Rambutnya hitam tebal diikatkan ke atas dengan sehelai sutera kuning. Pakaiannya indah dan ringkas, membayangkan tubuhnya yang tegap berisi, dadanya yang bidang. Alisnya berbentuk golok, hitam seperti dicat, hidung mancung, mulut berbentuk bagus membayangkan watak gagah dan hati keras. Pendeknya, wajah dan bentuk badan seorang jantan yang tentu akan meruntuhkan hati setiap orang gadis remaja!
Seketika Lu Sian jatuh hatinya, akan tetapi mengingat perbuatan lancang pemuda ini, untuk menjaga harga dirinya, ia menegur juga, hanya tegurannya tidak seketus yang dikehendakinya. "Kau siapa, berani lancang turun tangan mencampuri pertandingan?"
Pemuda itu menuntun Lie Kung sampai ke pinggir panggung, menyuruhnya mengundurkan diri. Lie Kung menjura ke arah Liu Lu Sian lalu melompat turun, terus pergi meninggalkan tempat itu.
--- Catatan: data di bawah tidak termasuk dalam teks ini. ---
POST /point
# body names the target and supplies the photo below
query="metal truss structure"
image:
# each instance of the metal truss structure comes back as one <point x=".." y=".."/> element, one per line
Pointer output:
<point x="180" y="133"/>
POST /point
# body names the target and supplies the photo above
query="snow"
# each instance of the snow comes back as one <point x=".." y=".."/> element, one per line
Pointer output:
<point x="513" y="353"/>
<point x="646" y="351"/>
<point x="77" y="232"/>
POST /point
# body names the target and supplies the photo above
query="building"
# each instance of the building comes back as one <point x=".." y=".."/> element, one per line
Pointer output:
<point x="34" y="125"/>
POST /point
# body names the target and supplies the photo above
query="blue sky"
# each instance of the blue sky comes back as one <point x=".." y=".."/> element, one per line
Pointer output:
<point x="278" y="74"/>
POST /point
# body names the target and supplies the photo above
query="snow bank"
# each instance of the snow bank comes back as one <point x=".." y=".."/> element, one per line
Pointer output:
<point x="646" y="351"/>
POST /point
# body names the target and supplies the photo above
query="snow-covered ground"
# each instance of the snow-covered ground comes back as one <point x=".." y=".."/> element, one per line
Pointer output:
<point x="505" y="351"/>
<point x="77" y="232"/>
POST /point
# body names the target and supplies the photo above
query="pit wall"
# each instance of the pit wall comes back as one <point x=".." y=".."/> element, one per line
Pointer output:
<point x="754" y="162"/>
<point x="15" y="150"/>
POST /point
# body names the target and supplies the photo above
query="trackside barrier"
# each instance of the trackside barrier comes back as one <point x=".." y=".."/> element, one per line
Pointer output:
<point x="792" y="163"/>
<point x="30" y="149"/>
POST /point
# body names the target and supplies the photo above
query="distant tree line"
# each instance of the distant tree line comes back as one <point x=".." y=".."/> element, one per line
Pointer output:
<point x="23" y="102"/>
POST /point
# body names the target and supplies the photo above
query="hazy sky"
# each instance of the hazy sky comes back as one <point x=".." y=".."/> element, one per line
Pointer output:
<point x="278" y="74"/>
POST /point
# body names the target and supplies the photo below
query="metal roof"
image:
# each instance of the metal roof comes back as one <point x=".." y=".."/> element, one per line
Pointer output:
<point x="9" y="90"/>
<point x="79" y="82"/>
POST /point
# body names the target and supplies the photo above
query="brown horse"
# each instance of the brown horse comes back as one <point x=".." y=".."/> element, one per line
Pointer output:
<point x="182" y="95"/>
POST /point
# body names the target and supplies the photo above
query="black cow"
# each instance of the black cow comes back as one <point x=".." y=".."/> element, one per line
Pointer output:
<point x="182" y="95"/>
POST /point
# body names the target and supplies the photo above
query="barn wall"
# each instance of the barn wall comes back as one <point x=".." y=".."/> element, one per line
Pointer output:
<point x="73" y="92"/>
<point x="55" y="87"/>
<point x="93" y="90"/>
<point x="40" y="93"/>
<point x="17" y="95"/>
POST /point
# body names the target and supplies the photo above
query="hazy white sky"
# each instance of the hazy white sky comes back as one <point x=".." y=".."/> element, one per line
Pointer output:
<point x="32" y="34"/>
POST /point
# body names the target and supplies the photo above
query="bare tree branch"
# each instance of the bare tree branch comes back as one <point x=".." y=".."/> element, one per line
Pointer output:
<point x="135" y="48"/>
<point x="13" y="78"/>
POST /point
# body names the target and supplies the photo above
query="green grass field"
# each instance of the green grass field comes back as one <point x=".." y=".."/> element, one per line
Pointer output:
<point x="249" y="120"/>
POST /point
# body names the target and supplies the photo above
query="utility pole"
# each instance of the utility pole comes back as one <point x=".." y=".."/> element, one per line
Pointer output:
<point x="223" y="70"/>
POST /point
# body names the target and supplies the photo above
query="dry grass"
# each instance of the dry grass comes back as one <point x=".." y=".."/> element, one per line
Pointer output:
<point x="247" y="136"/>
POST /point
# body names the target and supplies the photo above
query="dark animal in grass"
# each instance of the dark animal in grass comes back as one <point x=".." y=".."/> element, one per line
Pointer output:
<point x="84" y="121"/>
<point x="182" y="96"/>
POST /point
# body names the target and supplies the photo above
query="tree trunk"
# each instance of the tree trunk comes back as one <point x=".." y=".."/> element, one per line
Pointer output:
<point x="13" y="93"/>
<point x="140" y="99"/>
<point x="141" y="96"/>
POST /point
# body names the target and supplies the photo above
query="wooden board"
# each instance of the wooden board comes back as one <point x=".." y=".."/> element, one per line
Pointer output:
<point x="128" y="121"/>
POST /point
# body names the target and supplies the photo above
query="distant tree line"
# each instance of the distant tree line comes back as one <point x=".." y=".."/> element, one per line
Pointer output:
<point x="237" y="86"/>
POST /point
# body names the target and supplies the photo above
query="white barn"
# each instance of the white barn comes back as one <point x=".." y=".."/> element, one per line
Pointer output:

Setelah itu baru pemuda yang membawa sebuah golok disarungkan dan digantungkan pada pinggangnya itu membalikkan tubuh menghadapi Liu Lu Sian sambil berkata. "Maaf, Nona. Memang saya tadi berlaku lancang. Akan tetapi sekali-kali bukan dengan maksud hati yang buruk, hanya untuk mencegah terjadinya pertumpahan darah. Sudah terlalu banyak jiwa melayang.... Ah, sayang sekali. Kunasehatkan kepadamu, Nona. Hentikan cara pemilihan suami seperti ini. Tiada guna! Dan kasihan kepada yang tidak mampu menandingimu. Nah, sekali lagi maafkan kelancanganku tadi!" Ia menjura dan hendak pergi.
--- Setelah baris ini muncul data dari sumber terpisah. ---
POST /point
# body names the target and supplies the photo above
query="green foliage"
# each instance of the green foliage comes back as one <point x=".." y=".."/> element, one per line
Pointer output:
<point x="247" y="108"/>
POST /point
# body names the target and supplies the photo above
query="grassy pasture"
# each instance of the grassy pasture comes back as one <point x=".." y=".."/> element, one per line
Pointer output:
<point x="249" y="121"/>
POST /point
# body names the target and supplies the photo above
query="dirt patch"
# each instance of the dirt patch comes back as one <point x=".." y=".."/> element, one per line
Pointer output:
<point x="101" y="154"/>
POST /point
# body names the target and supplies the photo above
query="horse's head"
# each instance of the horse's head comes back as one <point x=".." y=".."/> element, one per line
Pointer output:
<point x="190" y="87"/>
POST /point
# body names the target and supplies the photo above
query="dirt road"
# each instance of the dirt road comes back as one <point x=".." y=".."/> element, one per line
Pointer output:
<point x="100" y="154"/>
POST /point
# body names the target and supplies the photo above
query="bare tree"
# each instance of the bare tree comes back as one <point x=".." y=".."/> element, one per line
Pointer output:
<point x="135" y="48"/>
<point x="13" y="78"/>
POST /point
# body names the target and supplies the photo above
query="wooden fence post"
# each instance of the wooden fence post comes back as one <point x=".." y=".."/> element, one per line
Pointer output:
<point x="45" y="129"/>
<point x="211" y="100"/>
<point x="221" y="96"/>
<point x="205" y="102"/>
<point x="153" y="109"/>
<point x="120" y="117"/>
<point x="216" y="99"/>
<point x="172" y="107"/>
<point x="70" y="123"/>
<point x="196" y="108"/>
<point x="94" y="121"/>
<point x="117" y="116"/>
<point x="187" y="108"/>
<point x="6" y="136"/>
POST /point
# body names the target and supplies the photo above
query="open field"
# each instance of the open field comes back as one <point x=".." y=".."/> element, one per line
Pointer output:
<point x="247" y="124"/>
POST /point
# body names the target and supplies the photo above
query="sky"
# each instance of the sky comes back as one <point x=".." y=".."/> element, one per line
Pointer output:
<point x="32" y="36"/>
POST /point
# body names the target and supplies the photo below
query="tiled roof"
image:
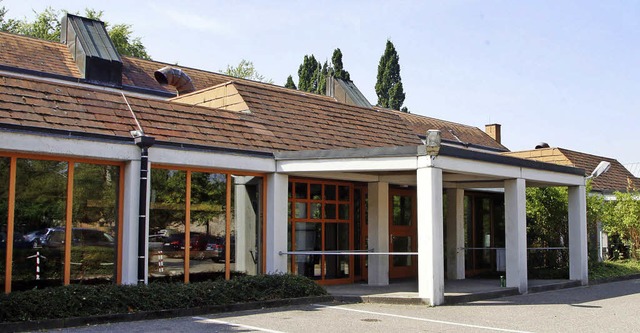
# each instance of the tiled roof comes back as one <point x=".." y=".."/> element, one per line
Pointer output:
<point x="326" y="122"/>
<point x="273" y="125"/>
<point x="615" y="179"/>
<point x="450" y="131"/>
<point x="20" y="52"/>
<point x="310" y="121"/>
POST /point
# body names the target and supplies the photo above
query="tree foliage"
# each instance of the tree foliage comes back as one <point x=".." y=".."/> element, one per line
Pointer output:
<point x="308" y="73"/>
<point x="622" y="217"/>
<point x="389" y="83"/>
<point x="547" y="217"/>
<point x="338" y="70"/>
<point x="46" y="25"/>
<point x="312" y="75"/>
<point x="290" y="84"/>
<point x="245" y="70"/>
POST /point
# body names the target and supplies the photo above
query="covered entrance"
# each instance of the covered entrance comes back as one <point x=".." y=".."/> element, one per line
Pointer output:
<point x="395" y="215"/>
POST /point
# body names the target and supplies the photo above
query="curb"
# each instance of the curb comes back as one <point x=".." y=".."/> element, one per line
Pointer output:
<point x="112" y="318"/>
<point x="615" y="279"/>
"Eh orang lancang! Bagaimana kau bisa pergi begitu saja setelah menghinaku? Hayo maju kalau kau memang berkepandaian!" Lu Sian sengaja menantang karena hatinya sudah jatuh dan ingin ia menguji kepandaian laki-laki yang menarik hatinya ini. Kalau memang benar seperti dugaannya, bahwa laki-laki ini memiliki kepandaian tinggi seperti terbukti ketika menangkisnya tadi, ia akan merasa puas mendapat jodoh setampan dan segagah ini.
Kwee Seng memang tampan pula, tetapi terlalu tampan seperti perempuan, kalah gagah oleh pemuda ini. Dan biar pun ia tahu ilmu kepandaian Kwee Seng mungkin hebat, akan tetapi sikap pemuda itu terlalu halus, terlalu lemah lembut, kurang ‘jantan’!
Pemuda itu membalikkan tubuhnya, kembali menjura kepada Lu Sian sambil berkata dengan suara perlahan. "Hanya Tuhan yang tahu betapa inginnya hatiku menjadi pemenang... akan tetapi... bukan beginilah caranya. Maafkan, Nona. Biarlah aku mengaku kalah terhadapmu!" Sambil melempar pandang tajam yang menusuk hati Lu Sian, pemuda itu hendak mengundurkan diri.
"Apakah engkau begitu pengecut, berani berlaku lancang tidak berani memperkenalkan diri? Siapakah kau yang sudah berani... menghinaku?”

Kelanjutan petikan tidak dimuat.